Betty Bowden

Betty Bowden

20 Years Ago

Saying that Lemoore High School wants to provide its students with a well-balanced reading program, Assistant Superintendent Harry Sussman said that the school will not remove books listed as receiving the most complaints in the nation from its shelves. Banned Book Week was created 22 years ago by the ALA to celebrate freedom of speech and to bring the public’s attention to books that are currently undergoing challenges. Most frequently challenged books for children in some area school libraries are: Scary Stories series by Alvin Schwartz; Harry Potter series by J.K. Rowling; Bridge to Terabithia by Kathrine Paterson; Alice series by Phyllis Reynolds Naylor; Goosebumps series by R.L. Stine; In the Night Kitchen by Maurice Sendak. And Classics: I Know Why the Caged Bird Sings by Maya Angelou; The Adventures of Huckleberry Finn by Mark Twain; Of Mice and Men by John Steinbeck; The Catcher in the Rye by J.D. Salinger; The Color Purple by Alice Walker; Beloved by Toni Morrison; Lord of the Flies by William Golding; To Kill a Mockingbird by Harper Lee.

Responding to the events on the East Coast, staff, customers, and Reyna Sala have donated over $700 to help victims of the terrorists attacks.

25 Years Ago

The community’s firemen are gathering for fun, games, and a celebration Saturday in Lemoore. 1996 is the 75th year of the Lemoore Volunteer Fire Department. To celebrate, we are holding a Fireman’s Muster in Lemoore City Park on Oct. 5.

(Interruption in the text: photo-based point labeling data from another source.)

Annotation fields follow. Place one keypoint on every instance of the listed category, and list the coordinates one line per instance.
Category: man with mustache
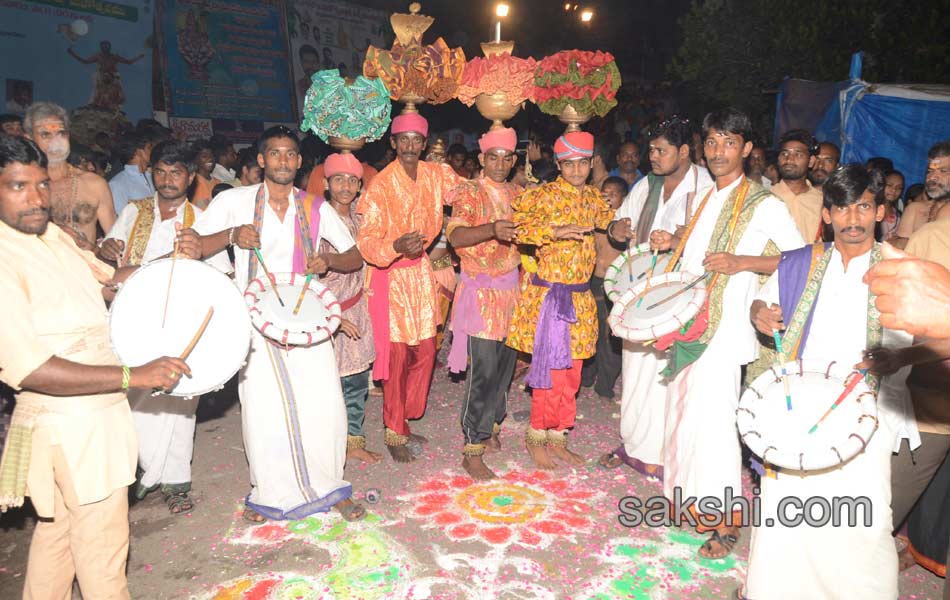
(72, 443)
(937, 184)
(146, 230)
(730, 239)
(79, 199)
(825, 164)
(292, 408)
(482, 232)
(818, 299)
(402, 215)
(658, 201)
(795, 156)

Taoist Temple Preservation Society in Hanford will hold its 17th annual Moon Festival, in historic China Alley, on Saturday, Oct. 5, from noon to 5 p.m. This year the traditional celebration will feature Chinese crafts and displays, a bonsai exhibition, Tai-Chi, and martial arts demonstrations, children’s games, tours of the Temple and Museum, the popular Cal Poly Lion Dancers, and the Fresno Gumyo Taiko traditional Japanese drummers who will add to the pan-Asian flavor of the event.

The Renaissance of Kings Cultural Arts Faire holds its 19th annual celebration Oct. 5-6 in Hanford in the historical Civic Auditorium Park. On that weekend the park lawns, shaded by stately trees and surrounded by beautiful old buildings have become the fictional hamlet of Hanfordshire. You have journeyed back to 1520 to the England of the young King Henry VIII. Henry, Queen Katherine of Aragon, and their court are on progress about the English countryside. They have paused in Hanfordshire, where the villagers are enjoying the yearly autumn harvest revelries. King Henry, Queen Kathrine, and the court are delighted to join in the merry pleasures of the good countryfolk.

30 Years Ago

Bill Black, Lemoore High School’s superintendent, hosted the ceremony Monday evening that marked the official opening of the new swimming pool at the high school. Guided tours of the swimming complex and refreshments followed the ribbon cutting, with cake and punch served by members of the Pep Squad.

Lemoore has had its share of record holders, including at least one world record holder in track and field, but it’s never had a swimmer who went any farther than the Kings River. However, an Olympic gold medalist did take a dip Friday in Lemoore High School’s new pool and declared it of championship caliber. Adolph Kiefer, 73, won the gold medal in the backstroke at the 1936 Olympic games that gave us the famous Jessie Owens and the infamous Adolph Hitler. The same Adolph Kiefer, who for 20 years after the Olympics, retained the 100-meter backstroke world record, showed off a few of his famous strokes Friday as he visited the new Lemoore swimming pool.

100 Years Ago

What is considered to be one of the bootlegging establishments which have been furnishing booze to Coalinga during the past few weeks was found near Lethent Friday night by a bunch of cowboys traveling by with a herd of cattle. The cattlemen came up to the shack and discovered that it was being used. Upon investigation they were able to see a number of kegs inside the shack, and about nine o’clock a man rode up, and after seeing them there, rode away. The cattlemen informed Officer Dickinson and Officer Dixon on Saturday of their discovery, and the officers immediately set out for the scene of action, but arrived too late, as the man had evidently been frightened away by the presence of the cowboys and had taken with him everything excepting a few kegs of mash, which was evidently to have been used in the manufacture of the stuff.